Last Friday, I came to work to find a large, flat box stored next to my work area (nearly blocking the door to another coworker’s office). Some quick investigation uncovered its origins: the box held a white board that another office had ordered, but the person who ordered it very cleverly did so just before going on vacation. I discovered that he assumed someone else would, in his absence, haul it across campus where it belongs. Naturally, that didn’t happen because no one should be expected to carry around someone else’s crap. Nor is my work space a storage area for other people’s poorly planned deliveries. What to do?
As the only member of my division without a personal office (I have a cubicle), I try to make the best out of weird situations that arise from having a desk with only three walls. Like when the area around my desk is used for storage. For large, flat boxes, for example. So I did what I thought just about anyone would do: I made a fourth wall so I could have a damn office, too.
Fridays are quiet in this office. The students are sleeping in/hung over. People dress more casually. The TGIF is strong with this office, and the boss was out of the office that day (unbeknownst to me). So I’m finding it hard to believe that propping up a cardboard box for less than an hour as a joke prompted several (if Little Mole Boss is to be believed) of my coworkers from other departments to complain to LMB that I was behaving “unprofessionally” (because the people in charge of the students have nothing but professional conversations to and about said students in within earshot of anyone who might pass through… ahem) and “antisocially” (because people from other divisions come talk to me all the time when I’m not “unprofessionally” putting up cardboard boxes with post-its that read “please knock”). In fact, MORE people approached me for a quick, friendly chat specifically because of the cardboard box than ever had.

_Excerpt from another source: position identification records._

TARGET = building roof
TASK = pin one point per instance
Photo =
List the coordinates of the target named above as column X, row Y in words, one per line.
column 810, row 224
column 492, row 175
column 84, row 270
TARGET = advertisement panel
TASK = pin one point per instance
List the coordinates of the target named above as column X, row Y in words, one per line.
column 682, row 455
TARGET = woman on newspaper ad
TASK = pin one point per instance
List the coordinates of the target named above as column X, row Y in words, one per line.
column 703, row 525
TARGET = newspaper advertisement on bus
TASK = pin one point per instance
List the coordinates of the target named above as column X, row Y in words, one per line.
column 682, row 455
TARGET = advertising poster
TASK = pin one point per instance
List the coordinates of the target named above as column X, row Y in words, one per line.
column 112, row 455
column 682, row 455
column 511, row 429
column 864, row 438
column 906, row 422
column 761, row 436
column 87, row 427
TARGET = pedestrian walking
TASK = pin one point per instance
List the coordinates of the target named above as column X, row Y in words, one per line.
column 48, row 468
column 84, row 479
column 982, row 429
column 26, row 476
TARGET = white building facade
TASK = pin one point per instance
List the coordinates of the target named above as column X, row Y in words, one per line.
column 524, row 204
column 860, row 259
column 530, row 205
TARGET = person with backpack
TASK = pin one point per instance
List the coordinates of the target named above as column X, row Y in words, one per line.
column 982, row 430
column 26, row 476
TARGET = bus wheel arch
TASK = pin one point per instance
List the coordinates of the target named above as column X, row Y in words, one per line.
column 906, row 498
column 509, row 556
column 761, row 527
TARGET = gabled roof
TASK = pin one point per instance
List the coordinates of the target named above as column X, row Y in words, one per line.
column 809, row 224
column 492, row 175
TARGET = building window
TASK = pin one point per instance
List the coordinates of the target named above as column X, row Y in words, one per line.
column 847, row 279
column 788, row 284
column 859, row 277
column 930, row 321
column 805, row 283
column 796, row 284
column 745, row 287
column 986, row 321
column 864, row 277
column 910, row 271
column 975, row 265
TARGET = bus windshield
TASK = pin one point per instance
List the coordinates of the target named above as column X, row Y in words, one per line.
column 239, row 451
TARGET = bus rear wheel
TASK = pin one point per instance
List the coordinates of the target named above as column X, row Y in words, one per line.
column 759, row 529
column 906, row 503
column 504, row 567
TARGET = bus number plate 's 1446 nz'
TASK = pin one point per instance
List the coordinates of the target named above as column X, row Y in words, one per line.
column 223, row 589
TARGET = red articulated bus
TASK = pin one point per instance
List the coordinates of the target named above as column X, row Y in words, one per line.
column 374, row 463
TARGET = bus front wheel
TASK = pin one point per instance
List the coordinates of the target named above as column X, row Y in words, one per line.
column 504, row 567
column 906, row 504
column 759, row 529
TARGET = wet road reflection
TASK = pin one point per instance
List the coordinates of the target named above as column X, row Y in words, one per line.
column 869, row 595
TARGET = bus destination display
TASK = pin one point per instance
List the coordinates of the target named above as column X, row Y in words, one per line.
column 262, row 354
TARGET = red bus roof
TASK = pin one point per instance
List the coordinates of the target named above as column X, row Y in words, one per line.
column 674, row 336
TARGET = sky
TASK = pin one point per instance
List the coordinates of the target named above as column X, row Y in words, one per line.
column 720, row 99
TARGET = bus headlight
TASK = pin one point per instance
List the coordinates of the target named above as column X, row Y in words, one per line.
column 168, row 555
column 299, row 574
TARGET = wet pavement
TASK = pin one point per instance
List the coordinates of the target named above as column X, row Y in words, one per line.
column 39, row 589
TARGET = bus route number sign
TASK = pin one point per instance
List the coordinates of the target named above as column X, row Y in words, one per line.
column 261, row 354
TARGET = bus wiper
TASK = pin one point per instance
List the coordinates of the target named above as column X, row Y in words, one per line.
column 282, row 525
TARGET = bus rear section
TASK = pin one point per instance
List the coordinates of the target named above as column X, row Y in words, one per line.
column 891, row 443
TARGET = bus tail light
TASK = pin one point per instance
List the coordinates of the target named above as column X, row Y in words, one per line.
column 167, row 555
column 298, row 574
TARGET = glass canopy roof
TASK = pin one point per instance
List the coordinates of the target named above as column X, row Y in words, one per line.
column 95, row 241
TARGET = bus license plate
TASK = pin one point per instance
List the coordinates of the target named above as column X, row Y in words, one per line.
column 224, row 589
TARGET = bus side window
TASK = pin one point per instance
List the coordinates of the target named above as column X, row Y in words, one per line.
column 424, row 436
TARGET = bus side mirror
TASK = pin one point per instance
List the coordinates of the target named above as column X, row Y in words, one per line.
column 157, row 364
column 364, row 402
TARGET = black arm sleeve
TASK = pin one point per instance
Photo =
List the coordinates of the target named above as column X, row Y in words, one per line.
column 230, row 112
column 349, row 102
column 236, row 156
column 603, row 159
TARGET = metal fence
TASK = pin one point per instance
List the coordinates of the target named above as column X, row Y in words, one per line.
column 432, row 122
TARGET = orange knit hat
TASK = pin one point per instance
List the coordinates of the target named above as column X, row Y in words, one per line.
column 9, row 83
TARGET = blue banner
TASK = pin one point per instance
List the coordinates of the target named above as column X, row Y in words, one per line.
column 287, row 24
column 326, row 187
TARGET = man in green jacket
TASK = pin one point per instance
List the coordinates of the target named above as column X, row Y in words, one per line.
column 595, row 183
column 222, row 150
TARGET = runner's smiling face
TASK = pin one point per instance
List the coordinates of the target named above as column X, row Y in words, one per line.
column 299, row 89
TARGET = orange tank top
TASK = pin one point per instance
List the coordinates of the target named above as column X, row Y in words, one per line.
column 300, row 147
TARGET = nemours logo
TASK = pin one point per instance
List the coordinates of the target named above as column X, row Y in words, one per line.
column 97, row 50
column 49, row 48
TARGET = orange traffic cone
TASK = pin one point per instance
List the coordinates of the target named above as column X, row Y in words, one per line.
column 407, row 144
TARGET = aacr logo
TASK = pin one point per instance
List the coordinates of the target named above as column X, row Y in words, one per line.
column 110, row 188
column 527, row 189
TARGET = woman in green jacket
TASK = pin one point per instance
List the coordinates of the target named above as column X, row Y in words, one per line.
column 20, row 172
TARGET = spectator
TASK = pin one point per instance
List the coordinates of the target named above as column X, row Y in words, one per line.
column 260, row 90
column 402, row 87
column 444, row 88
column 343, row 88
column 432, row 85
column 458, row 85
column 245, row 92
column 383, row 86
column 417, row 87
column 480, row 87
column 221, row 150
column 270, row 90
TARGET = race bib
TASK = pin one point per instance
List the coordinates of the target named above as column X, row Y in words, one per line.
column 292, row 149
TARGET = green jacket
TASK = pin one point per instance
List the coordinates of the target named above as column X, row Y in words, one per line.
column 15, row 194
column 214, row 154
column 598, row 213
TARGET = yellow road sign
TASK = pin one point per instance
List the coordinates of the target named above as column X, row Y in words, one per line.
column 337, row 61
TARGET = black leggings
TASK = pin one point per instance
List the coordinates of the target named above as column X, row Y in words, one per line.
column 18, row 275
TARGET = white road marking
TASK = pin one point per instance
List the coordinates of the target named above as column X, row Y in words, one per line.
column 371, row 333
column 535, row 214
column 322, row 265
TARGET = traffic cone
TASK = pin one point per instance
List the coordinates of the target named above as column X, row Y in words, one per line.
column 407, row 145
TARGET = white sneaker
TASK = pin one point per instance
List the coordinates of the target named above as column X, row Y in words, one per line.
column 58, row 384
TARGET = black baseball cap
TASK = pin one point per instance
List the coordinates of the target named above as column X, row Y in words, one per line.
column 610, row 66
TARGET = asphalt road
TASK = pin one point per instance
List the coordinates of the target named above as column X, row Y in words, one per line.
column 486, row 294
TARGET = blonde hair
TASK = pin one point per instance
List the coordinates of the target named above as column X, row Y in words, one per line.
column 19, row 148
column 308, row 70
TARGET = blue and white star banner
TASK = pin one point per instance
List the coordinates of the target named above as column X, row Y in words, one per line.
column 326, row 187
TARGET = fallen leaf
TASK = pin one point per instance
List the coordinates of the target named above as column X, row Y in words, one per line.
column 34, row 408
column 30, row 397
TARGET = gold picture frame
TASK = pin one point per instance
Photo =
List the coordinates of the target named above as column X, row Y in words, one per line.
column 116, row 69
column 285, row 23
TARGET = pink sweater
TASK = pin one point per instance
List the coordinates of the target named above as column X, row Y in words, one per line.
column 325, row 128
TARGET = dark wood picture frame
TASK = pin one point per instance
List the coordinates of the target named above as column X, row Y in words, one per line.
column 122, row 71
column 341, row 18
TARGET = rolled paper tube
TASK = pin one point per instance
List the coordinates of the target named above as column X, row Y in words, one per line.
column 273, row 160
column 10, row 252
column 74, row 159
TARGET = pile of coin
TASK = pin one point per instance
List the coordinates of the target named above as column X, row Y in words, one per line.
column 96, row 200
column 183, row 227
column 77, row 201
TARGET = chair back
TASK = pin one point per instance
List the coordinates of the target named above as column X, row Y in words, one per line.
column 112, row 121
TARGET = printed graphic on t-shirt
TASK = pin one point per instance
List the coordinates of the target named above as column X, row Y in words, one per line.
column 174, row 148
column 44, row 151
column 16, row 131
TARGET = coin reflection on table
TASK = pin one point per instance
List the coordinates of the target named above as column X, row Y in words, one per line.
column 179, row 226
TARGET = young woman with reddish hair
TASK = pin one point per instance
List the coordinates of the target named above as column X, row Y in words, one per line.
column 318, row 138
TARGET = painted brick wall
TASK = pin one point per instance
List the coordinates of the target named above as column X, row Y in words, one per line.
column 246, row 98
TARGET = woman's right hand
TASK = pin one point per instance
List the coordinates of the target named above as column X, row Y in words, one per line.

Now, I’d be the last person to say that placing a cardboard box across your cubicle should be filed under “professional behavior,” but I’m having trouble picturing the conversation that happens about this that includes words like “antisocial” and “offended.” Why was that box even there in the first place? It was out of sight, out of mind as far as those who should have taken care of it were concerned, even if that means putting it in someone else’s way. Once I’d had my fun, someone thought to move it into the office responsible for it, so why wasn’t it put there in the first place? This has taught me that I need to use harmless shenanigans to keep people from abusing my desk area, and that the only result is a stern talking-to from my boss (who emphasized, again, that the division is being reorganized, and that we can’t do stuff like this: we’re being watched!), plus one other thing…
She pulled me into her office Monday morning and asked, “So… what happened Friday?” I was clueless that there had been any negative reactions to said shenanigans, given that I had only heard positive responses (and frankly, I had forgotten all about it). Once she felt she had impressed upon me the severity of my offense (and reminded me of it), she asked how we should go about fixing it. I sat, dumbfounded, and finally offered, “Well… I could write an apologetic email to the offended departments…” She said I should write one to the entire division.
I don’t even know where to start here.
-Why didn’t the offended parties discuss this with me? It’s not sexual harassment, it’s a fucking CARDBOARD BOX.
-Why did my boss take this complaint seriously? She wasn’t there to see it, and just assumed it was offensive.
-An apology to the entire division? Really? This was such a huge offense that every single member of my office and every other office that passes though here has to hear about something maybe a dozen people saw? Really?
I’m torn. Do I write this email, or just hope that LMB forgets about it? I’m really, really not interested in writing it, mostly because all it will do is send the message that I’m at the mercy of people with no sense of humor, which is humiliating and demoralizing. I want to work in an office where people treat each other like people. Assuming I have to write this email, I’m tempted to go about it in one of two ways: take it WAY too seriously, thereby making the whole thing sound as ridiculous as it is, or point out gently that a sense of humor is necessary when working with students, and that the apparent necessity of apologizing for the offensiveness of a cardboard box is silly.
So. I’m even closer to being fired now, and even less interested in trying to preserve my position. Why would I want to work here if people are so easily offended but too childish to talk about it? Also, my school load is brutal this month, the several-thousand person event we’re hosting is happening in just three weeks, I’m trying to get organized for the pumpkin carving I’m hosting at the end of the month, keeping up with Shinkendo classes is becoming nearly impossible, and the pain from the muscle spasm apparently gets markedly worse when I menstruate (THANKS, UTERUS). And Kaiso’s 65th bday party is in a couple weeks, and it’ll be an $80 dinner. So. No pressure.